L’éducation est l’une des principales questions qui se posent aujourd’hui à notre pays. Le mineur délinquant est un adulte en devenir, envers lequel le monde adulte a un devoir d’éducation. J’adhère pleinement à la philosophie qui a inspiré l’ordonnance du 2 février 1945, selon laquelle la cause première du basculement du mineur dans la délinquance réside dans le déficit d’éducation. Je crois, monsieur le ministre, que cette philosophie se profile aussi au travers de cette proposition de loi.
L’urgence première est de remobiliser les parents autour du devoir d’éduquer. La conduite d’une politique d’appui à la parentalité est, en effet, un enjeu important pour la société d’aujourd’hui et de demain.
Depuis quarante ans, la famille s’est profondément transformée. Surtout, moins institutionnalisée que dans le passé, la vie familiale suscite davantage de questionnements et de doutes de la part des parents. Les familles doivent donc être épaulées tout au long de leur existence. Ce soutien à la parentalité par des dispositifs d’action publique est intégré au périmètre des politiques familiales depuis la fin des années quatre-vingt-dix. Il doit absolument se poursuivre en s’amplifiant, et il est indispensable d’augmenter les crédits alloués à l’accompagnement des familles dans leur rôle parental.
Autre échec : celui de notre école. Aujourd’hui source de dévalorisation et d’inégalités, cet échec engendre aussi de la violence. Notre système scolaire ne transmet plus les valeurs qui ont assuré la cohésion sociale de notre pays, ainsi que la construction individuelle de chacun.
Cette proposition de loi se veut une réponse à cet échec de l’éducatif. Je me pose les mêmes questions que beaucoup de nos collègues, mais je ne vous rejoins pas, madame la rapporteure, quand vous indiquez de façon très expéditive que cette proposition de loi est un texte de circonstance, dont il n’y aurait rien à tirer.
M. Alain Gournac. Ah !
Mme Muguette Dini. Je souhaite insister sur l’encadrement militaire, si critiqué. Je serais, pour ma part, plus mesurée, m’associant sur ce point aux propos de notre collègue Félix Desplan.

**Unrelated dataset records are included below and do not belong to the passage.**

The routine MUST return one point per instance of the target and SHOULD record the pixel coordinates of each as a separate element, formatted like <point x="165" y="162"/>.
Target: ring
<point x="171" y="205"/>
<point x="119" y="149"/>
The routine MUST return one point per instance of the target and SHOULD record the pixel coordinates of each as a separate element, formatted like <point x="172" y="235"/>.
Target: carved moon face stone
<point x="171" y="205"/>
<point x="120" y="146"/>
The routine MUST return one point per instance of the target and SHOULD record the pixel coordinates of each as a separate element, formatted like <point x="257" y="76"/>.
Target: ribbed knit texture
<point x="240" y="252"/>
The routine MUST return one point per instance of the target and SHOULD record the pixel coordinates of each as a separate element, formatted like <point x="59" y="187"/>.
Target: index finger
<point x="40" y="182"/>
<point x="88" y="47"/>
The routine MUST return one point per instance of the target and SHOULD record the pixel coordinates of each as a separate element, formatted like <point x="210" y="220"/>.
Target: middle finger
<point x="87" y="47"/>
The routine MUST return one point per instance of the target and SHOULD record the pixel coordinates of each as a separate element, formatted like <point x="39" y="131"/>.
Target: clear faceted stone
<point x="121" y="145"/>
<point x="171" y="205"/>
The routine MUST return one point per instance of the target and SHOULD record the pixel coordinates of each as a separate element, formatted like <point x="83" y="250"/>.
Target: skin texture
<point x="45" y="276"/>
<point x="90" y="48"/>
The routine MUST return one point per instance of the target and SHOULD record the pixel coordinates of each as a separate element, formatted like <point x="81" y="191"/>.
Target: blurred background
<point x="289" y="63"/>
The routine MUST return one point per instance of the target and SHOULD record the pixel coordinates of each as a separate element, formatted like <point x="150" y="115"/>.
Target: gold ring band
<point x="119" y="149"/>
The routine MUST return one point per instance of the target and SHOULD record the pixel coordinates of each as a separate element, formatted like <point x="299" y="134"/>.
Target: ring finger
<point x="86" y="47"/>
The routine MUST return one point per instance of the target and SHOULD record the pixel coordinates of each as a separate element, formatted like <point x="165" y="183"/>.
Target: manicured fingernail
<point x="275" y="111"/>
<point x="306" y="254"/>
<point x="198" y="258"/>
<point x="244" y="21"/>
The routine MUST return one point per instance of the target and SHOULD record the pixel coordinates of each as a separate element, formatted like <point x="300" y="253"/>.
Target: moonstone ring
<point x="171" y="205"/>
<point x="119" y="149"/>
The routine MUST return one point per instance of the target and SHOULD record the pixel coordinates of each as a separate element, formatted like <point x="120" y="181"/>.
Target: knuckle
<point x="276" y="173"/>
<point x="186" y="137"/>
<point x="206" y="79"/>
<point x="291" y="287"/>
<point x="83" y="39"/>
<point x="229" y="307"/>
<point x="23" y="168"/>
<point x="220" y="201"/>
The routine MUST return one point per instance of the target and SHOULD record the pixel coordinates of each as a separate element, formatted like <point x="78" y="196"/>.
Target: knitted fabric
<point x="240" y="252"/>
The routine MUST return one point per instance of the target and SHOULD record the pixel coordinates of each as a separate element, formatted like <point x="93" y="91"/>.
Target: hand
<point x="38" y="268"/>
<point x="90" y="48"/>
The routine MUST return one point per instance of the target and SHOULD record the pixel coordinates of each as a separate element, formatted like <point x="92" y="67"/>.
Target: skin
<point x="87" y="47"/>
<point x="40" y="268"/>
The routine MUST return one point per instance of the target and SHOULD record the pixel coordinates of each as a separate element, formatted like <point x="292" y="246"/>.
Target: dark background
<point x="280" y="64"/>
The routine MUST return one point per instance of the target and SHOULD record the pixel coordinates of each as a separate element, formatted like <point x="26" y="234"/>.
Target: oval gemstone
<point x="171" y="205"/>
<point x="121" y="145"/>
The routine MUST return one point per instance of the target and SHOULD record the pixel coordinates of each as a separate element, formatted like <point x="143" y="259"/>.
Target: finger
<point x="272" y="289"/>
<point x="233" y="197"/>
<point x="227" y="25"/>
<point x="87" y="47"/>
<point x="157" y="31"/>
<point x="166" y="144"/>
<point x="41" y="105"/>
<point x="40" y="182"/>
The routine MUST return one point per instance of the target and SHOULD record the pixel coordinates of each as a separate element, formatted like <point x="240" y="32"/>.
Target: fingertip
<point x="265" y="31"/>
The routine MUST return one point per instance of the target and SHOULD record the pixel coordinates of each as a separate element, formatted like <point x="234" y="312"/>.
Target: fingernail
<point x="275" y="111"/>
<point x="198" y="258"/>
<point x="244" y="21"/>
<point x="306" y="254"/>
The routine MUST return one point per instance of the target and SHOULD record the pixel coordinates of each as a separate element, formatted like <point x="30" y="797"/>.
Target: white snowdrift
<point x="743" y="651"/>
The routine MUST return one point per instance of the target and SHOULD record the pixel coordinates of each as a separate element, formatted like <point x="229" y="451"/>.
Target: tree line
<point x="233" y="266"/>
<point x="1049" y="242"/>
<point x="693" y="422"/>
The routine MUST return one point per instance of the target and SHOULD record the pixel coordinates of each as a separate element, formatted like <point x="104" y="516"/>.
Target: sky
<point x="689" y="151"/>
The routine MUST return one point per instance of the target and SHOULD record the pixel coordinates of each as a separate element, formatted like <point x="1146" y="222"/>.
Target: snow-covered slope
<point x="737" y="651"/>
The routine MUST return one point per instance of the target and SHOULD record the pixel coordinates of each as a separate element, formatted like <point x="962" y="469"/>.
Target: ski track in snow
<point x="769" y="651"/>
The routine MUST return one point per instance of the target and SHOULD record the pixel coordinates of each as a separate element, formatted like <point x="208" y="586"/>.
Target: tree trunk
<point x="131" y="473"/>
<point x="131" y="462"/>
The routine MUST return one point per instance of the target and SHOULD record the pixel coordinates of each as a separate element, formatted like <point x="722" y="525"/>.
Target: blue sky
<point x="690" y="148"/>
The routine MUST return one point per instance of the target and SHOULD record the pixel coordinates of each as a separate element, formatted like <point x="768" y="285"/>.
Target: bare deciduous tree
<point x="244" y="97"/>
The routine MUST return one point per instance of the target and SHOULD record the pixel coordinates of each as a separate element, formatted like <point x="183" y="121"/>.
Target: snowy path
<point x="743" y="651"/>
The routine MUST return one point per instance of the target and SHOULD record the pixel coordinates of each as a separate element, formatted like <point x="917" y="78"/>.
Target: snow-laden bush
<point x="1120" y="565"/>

En avril dernier, j’ai conduit une délégation de la commission des affaires sociales en mission d’études à la Martinique et en Guyane. Lors de notre séjour à la Martinique, nous avons visité, durant toute une matinée, le régiment du service militaire adapté.
Le SMA, présent dans la quasi-totalité des collectivités d’outre-mer, assure, dans un environnement exclusivement militaire, une formation professionnelle à de jeunes ultramarins volontaires en difficulté ; il contribue également, par le biais de chantiers d’application, au développement économique des collectivités d’outre-mer, ainsi qu’à la protection civile, notamment lors des catastrophes naturelles.
L’engagement à servir au titre du SMA est fondé sur le volontariat, et il existe une procédure de sélection, afin de vérifier notamment que le candidat n’a pas eu de démêlés trop lourds avec la justice.
L’objectif est d’aider un jeune en difficulté à recevoir une formation de base, afin de lui permettre ensuite d’obtenir un diplôme ou de trouver un emploi. Ce dispositif constitue, pour ce profil de jeunes, le « chaînon manquant » entre la formation initiale et la vie professionnelle.
Au total, plus de 120 000 jeunes sont passés par le SMA, sur nos territoires, depuis sa création en 1961. Aujourd’hui, trente-sept métiers sont proposés.
Il est important de souligner que le SMA met l’accent sur le comportement et les règles de vie à respecter en société. La formation globale proposée au travers du SMA est ainsi fondée sur la rupture que supposent l’acte d’engagement et la vie en internat dans une enceinte militaire.
Le SMA dispose actuellement d’environ 700 personnels d’encadrement, en majorité des militaires détachés par le ministère de la défense, ainsi que d’un état-major.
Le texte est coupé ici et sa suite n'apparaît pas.